AMSTERDAM -- Dutch prosecutors have settled a corruption investigation into Pon Automotive, a leading car importer in the Netherlands, for 12 million euros ($13 million).
The deal means the company will no longer be prosecuted for its alleged role in one of the Netherlands' biggest corruption scandals related to the sale of 3,000 cars to the Dutch Defense Ministry and police force.
Pon said it had cooperated with prosecutors and tightened its internal guidelines in the wake of the scandal. It said that "the criminal investigation did not establish that the individual payments led to orders or tenders being won."

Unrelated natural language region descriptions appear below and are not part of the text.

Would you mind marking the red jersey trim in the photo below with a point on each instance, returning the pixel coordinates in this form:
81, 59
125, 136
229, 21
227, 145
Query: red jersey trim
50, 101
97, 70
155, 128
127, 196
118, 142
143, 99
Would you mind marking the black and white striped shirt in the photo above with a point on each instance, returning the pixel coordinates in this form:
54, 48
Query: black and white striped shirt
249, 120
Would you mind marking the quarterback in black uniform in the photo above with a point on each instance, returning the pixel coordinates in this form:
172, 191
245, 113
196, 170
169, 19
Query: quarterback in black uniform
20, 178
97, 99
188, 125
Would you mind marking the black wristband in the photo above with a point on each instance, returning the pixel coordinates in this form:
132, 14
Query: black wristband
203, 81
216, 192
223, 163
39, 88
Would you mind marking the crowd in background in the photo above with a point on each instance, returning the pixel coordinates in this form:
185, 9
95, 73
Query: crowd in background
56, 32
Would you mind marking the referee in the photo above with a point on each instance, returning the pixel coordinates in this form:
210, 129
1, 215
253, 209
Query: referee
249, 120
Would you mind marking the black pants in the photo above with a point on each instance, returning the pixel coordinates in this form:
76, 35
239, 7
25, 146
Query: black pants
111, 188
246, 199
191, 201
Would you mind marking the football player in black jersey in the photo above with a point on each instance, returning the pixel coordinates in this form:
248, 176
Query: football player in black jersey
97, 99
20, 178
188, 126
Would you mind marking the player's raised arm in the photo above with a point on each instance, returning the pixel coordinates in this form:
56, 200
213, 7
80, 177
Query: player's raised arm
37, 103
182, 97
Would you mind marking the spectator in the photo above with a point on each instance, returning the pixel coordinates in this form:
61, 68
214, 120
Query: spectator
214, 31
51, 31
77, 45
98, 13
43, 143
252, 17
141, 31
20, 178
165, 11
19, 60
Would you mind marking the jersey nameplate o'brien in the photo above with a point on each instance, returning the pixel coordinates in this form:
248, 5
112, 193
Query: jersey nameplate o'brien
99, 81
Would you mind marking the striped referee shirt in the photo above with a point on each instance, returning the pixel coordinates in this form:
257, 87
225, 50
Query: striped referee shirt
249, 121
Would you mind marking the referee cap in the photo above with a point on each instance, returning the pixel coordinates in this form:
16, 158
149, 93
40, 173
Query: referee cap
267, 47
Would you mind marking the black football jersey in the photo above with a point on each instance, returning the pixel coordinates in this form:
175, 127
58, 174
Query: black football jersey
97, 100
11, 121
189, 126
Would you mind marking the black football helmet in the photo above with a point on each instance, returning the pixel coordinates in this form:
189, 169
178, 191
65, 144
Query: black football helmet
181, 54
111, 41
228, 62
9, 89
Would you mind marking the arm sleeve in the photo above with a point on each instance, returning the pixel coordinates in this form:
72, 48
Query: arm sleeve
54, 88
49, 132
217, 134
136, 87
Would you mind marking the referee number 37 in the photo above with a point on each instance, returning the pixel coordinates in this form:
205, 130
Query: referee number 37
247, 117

"The current management distances itself from the behavior in this period and regrets that it could have happened. It will actively implement the high standards of compliance at Pon Automotive," the company said in a statement on Thursday.
Large scale corporate bribery cases are rare in the Netherlands, which anti-corruption organization Transparency International ranks among the least corrupt countries in the world.

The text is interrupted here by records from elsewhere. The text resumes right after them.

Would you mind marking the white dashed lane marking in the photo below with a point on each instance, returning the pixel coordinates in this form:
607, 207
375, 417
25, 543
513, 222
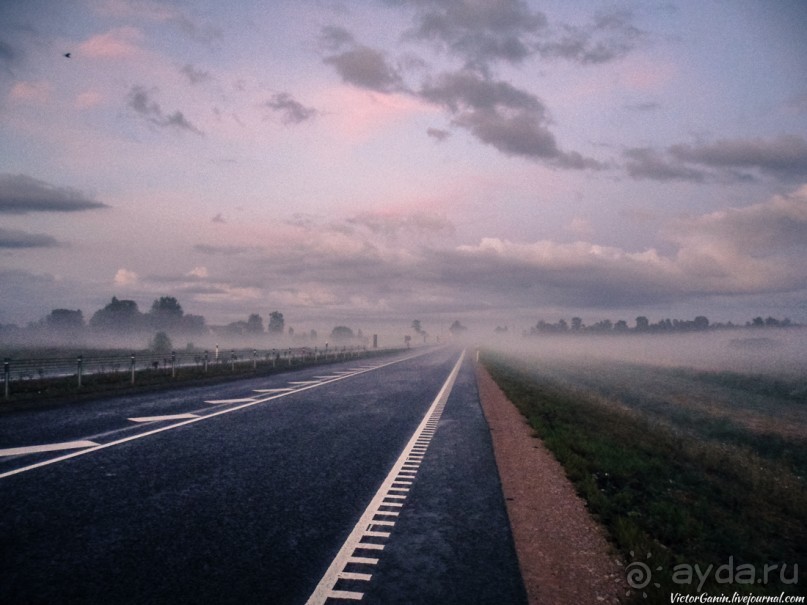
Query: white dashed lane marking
354, 562
162, 418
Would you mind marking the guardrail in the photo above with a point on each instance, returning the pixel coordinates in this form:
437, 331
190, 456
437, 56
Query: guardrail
131, 368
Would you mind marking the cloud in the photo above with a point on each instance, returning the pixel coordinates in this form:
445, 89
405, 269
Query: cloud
21, 194
783, 157
646, 163
437, 133
483, 33
480, 32
512, 120
365, 67
12, 239
125, 277
737, 251
30, 92
293, 111
139, 99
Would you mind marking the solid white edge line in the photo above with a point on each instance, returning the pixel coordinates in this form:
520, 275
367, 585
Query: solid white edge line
162, 429
163, 418
325, 588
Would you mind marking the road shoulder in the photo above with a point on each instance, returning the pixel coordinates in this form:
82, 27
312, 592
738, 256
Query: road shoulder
564, 556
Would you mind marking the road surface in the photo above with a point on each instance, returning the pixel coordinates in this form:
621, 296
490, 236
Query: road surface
365, 481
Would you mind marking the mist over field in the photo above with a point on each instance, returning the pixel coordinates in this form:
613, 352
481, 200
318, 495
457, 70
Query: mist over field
777, 351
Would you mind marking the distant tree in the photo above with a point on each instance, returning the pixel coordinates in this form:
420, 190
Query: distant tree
161, 343
65, 320
193, 324
700, 323
456, 328
255, 324
166, 313
341, 334
118, 316
239, 327
276, 323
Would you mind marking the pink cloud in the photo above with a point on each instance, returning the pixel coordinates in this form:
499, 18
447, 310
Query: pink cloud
118, 43
30, 92
360, 114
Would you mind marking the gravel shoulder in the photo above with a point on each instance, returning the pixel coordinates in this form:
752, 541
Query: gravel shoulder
564, 555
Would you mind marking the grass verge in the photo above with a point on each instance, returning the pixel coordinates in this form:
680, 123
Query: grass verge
688, 515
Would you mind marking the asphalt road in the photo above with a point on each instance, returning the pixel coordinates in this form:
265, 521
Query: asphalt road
247, 492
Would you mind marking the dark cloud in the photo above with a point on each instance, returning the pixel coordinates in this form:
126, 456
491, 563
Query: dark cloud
610, 36
646, 163
480, 32
7, 53
392, 224
642, 107
469, 89
437, 133
195, 76
783, 156
517, 134
223, 250
366, 68
139, 100
728, 159
333, 38
20, 194
11, 238
513, 121
293, 111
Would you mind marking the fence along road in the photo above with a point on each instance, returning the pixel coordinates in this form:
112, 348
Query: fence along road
252, 505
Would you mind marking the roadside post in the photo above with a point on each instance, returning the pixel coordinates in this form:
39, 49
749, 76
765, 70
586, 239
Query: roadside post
6, 375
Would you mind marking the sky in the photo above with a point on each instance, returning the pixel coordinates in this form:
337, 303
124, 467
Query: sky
379, 161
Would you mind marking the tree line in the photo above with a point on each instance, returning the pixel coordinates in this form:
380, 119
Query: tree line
121, 317
644, 326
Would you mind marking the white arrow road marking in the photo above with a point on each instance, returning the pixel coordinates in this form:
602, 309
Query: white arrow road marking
219, 401
49, 447
90, 446
159, 418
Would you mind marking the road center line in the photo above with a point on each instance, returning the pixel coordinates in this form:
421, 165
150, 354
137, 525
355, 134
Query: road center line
251, 402
326, 588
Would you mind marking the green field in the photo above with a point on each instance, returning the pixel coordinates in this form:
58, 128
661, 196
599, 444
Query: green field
697, 476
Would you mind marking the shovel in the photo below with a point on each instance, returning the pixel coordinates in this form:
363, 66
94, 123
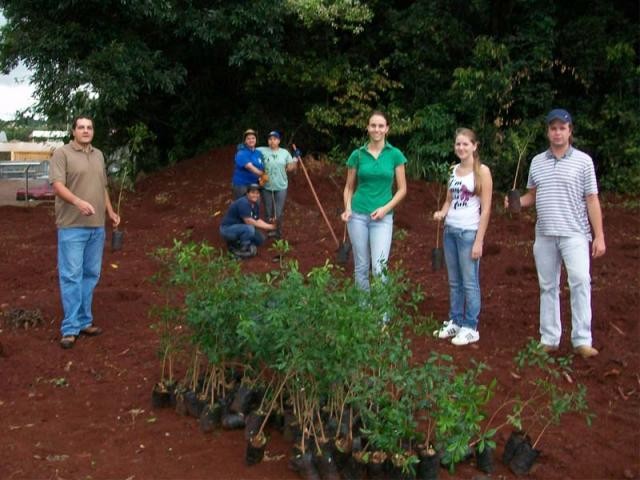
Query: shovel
514, 195
344, 249
315, 195
437, 253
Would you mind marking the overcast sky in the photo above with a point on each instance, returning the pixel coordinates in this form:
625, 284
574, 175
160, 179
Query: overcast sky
15, 91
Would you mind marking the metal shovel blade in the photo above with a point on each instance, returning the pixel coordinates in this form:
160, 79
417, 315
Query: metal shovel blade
343, 252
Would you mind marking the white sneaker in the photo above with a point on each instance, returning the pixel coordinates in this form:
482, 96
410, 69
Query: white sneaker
447, 330
465, 336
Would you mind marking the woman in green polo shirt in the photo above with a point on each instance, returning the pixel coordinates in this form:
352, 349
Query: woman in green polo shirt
369, 199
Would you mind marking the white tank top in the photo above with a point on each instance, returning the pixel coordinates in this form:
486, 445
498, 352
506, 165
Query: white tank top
464, 211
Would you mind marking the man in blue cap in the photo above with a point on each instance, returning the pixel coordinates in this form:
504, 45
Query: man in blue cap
278, 163
562, 184
239, 227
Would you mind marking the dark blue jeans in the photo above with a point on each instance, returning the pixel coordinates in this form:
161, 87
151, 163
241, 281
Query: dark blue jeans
79, 265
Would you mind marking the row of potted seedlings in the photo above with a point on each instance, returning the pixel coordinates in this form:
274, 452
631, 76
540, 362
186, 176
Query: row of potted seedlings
310, 356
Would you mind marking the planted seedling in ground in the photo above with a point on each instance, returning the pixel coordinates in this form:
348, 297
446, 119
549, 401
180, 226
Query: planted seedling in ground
550, 397
439, 173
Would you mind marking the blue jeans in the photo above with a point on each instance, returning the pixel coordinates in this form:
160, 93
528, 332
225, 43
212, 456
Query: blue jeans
273, 201
238, 191
79, 265
549, 252
242, 233
464, 277
371, 244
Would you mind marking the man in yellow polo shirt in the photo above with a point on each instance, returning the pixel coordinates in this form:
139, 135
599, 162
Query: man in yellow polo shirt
77, 173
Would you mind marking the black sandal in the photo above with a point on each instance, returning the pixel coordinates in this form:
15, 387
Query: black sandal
68, 341
91, 331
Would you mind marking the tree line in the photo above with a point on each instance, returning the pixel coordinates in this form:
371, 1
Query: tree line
179, 76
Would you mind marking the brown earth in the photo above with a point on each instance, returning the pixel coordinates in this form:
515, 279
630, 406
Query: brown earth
86, 412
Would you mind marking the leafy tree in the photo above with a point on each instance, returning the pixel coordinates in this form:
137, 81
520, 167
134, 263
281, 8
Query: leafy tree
196, 74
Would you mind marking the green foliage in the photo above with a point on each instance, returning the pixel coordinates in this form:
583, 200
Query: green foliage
319, 344
197, 74
550, 394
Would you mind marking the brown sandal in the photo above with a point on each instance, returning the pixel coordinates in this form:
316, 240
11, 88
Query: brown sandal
67, 341
91, 331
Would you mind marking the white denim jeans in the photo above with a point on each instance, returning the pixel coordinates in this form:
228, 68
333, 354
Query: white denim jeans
549, 252
371, 243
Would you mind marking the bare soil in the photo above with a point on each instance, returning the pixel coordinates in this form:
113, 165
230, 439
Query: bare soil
86, 412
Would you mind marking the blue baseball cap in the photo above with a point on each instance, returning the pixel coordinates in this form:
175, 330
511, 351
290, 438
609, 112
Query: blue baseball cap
559, 114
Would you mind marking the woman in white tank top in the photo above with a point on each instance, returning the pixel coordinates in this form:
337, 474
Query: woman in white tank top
466, 212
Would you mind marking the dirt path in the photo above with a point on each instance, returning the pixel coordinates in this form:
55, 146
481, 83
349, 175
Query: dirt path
85, 413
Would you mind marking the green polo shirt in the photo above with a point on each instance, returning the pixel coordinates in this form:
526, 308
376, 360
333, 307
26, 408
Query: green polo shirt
84, 174
374, 177
275, 164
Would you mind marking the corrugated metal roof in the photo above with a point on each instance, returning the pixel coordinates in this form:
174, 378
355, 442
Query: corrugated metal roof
29, 146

Dutch authorities have a long track record of settling bribery cases with companies, rather than pursuing tricky prosecutions of individuals.
But prosecutors said an investigation into six police officers and civil servants, who allegedly accepted bribes in exchange for contracts worth hundreds of millions of euros in the case, was still ongoing.
The prosecutors also said between 2001 and 2011, 40 suspects at car companies, dealers and government offices were allegedly involved in more than 100,000 euros in illegal kickbacks. The bribes included discounts on cars, Mediterranean cruises and trips to Greece, Finland, Russia and Iceland.
Investigators found that several Pon employees had paid bribes, prosecutors said in the statement.
Pon Automotive ranks No. 11 on the Automotive News Europe list of the top 50 independent European dealer groups with sales of 2.5 billion euros last year (see guide, above right).